Thoraxcenter, Erasmus MC, Rotterdam, The Netherlands.
J Cardiovasc Electrophysiol. 2011 Aug;22(8):898-904. doi: 10.1111/j.1540-8167.2011.02015.x. Epub 2011 Feb 18.
Noncompaction cardiomyopathy (NCCM) is a rare, primary cardiomyopathy, with initial presentation of heart failure, emboli, or arrhythmias, including sudden cardiac death. Implantable cardioverter-defibrillators (ICDs) are frequently used for primary and secondary prevention in different cardiomyopathy patients, but data about ICD in NCCM are scarce. The aim of this study was, therefore, to investigate ICD indications and outcomes in NCCM patients.
We collected prospective data from our NCCM cohort (n = 77 pts, mean age: 40 ± 14 years). ICD was implanted in 44 (57%) patients with NCCM according to the current ICD guidelines for nonischemic cardiomyopathies: in 12 for secondary prevention (7 × ventricular fibrillation, 5 × sustained ventricular tachycardia [VT]) and in 32 patients for primary prevention (heart failure/severe LV dysfunction). During a mean follow-up of 33 ± 24 months, 8 patients presented with appropriate ICD shocks due to sustained VT after median 6.1 [1-16] months. This included 4 of 32 (13%) patients in the primary prevention group and 4 of 12 (33%) in the secondary prevention group (P = 0.04). 9 patients presented with inappropriate ICD therapy: 6 (19%) in the primary and 3 (25%) in the secondary prevention group, at a median follow-up of 4 (2-23) months.
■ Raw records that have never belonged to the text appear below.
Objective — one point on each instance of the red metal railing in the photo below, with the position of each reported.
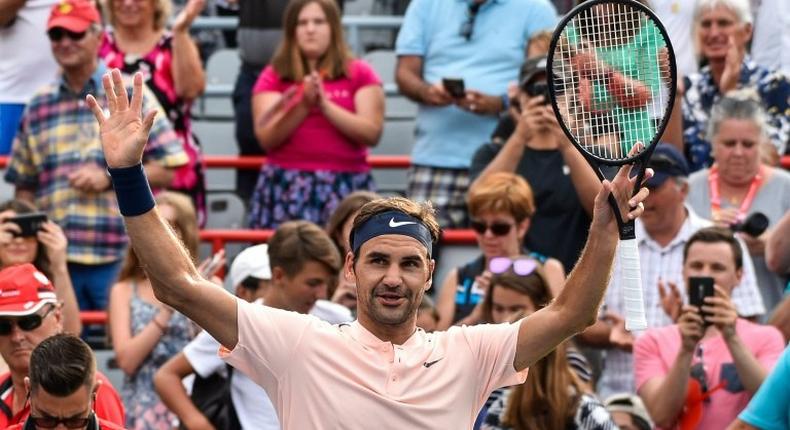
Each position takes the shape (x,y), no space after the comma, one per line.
(218,238)
(376,161)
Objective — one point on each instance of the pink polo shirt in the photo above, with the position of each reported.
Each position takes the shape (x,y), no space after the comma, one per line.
(322,376)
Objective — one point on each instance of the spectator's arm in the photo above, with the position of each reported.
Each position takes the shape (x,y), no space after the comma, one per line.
(275,118)
(673,134)
(664,396)
(55,242)
(9,9)
(363,126)
(781,318)
(132,349)
(750,371)
(158,175)
(582,175)
(408,76)
(26,194)
(777,251)
(445,305)
(507,158)
(167,382)
(189,78)
(597,335)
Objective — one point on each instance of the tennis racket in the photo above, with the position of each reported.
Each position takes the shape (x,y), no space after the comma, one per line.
(612,79)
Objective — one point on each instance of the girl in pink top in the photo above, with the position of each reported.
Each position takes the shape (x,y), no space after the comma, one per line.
(316,110)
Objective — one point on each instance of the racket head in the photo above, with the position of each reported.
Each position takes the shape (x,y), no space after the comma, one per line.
(612,79)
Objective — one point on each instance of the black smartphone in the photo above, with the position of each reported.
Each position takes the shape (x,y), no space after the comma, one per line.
(454,86)
(699,288)
(29,223)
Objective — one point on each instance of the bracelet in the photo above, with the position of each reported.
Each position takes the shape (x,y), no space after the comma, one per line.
(132,190)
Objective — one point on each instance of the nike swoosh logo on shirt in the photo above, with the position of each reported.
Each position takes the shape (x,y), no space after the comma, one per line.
(394,224)
(428,364)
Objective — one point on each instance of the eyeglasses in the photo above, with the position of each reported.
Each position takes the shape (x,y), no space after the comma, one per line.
(468,26)
(26,323)
(498,228)
(521,266)
(52,422)
(57,34)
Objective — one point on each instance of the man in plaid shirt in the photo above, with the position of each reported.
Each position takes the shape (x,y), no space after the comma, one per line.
(57,160)
(662,231)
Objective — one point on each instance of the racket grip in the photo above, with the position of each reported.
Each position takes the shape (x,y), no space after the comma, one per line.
(628,252)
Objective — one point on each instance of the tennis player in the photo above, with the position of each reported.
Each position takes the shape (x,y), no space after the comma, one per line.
(380,370)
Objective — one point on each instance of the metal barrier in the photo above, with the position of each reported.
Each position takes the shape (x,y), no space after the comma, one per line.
(375,161)
(352,23)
In our cohort of NCCM patients, an ICD was frequently implanted for primary or secondary prevention of sudden cardiac death. At follow-up, frequent appropriate ICD therapy was observed in both groups, supporting the application of current ICD guidelines for primary and secondary prevention of sudden cardiac death in NCCM.
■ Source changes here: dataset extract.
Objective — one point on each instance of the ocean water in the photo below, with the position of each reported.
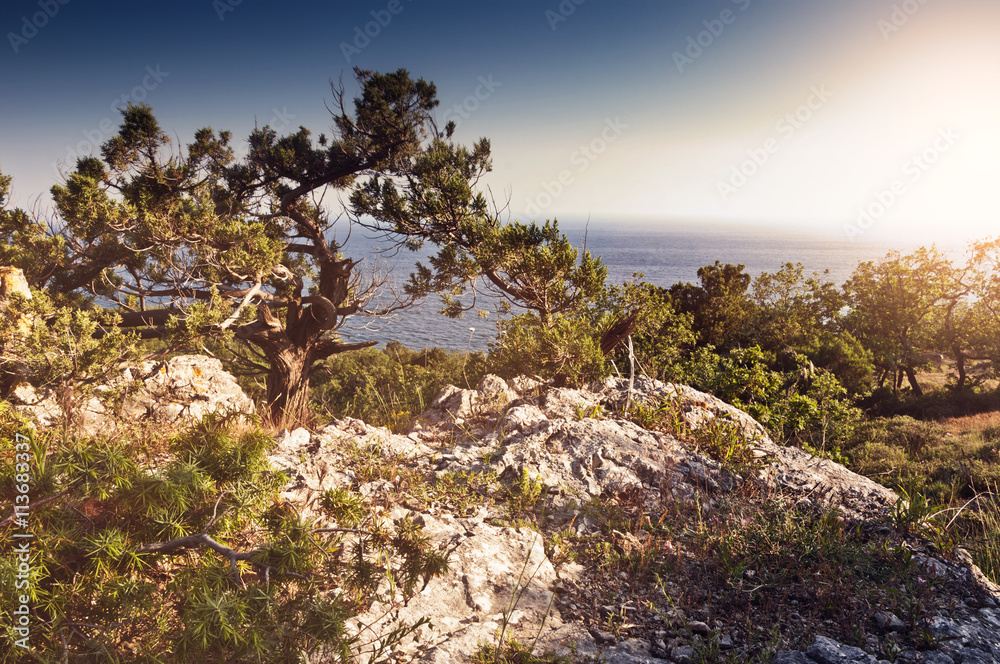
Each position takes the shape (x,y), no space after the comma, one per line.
(664,254)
非致密性心肌病(NCCM)是一种罕见的原发性心肌病,最初表现为心力衰竭、栓塞或心律失常,包括心源性猝死。植入式心脏复律除颤器(ICD)常用于不同心肌病患者的一级和二级预防,但关于 NCCM 中 ICD 的数据很少。因此,本研究旨在探讨 NCCM 患者 ICD 的适应证和结局。
我们从我们的 NCCM 队列中收集了前瞻性数据(n = 77 例患者,平均年龄:40 ± 14 岁)。根据当前 ICD 指南,44 例(57%)NCCM 患者植入 ICD:12 例用于二级预防(7 例室颤,5 例持续性室性心动过速[VT]),32 例用于一级预防(心力衰竭/严重左心室功能障碍)。在平均 33 ± 24 个月的随访中,8 例因持续性 VT 后中位时间 6.1 [1-16] 个月出现合适的 ICD 电击。这包括 32 例患者中的 4 例(13%)和 12 例患者中的 4 例(33%)(P = 0.04)。9 例出现 ICD 治疗不当:初级组 6 例(19%),次级组 3 例(25%),中位随访时间为 4(2-23)个月。
在我们的 NCCM 患者队列中,ICD 常被植入用于一级或二级预防心源性猝死。在随访中,两组均观察到频繁的适当 ICD 治疗,支持当前 ICD 指南在 NCCM 中用于一级和二级预防心源性猝死的应用。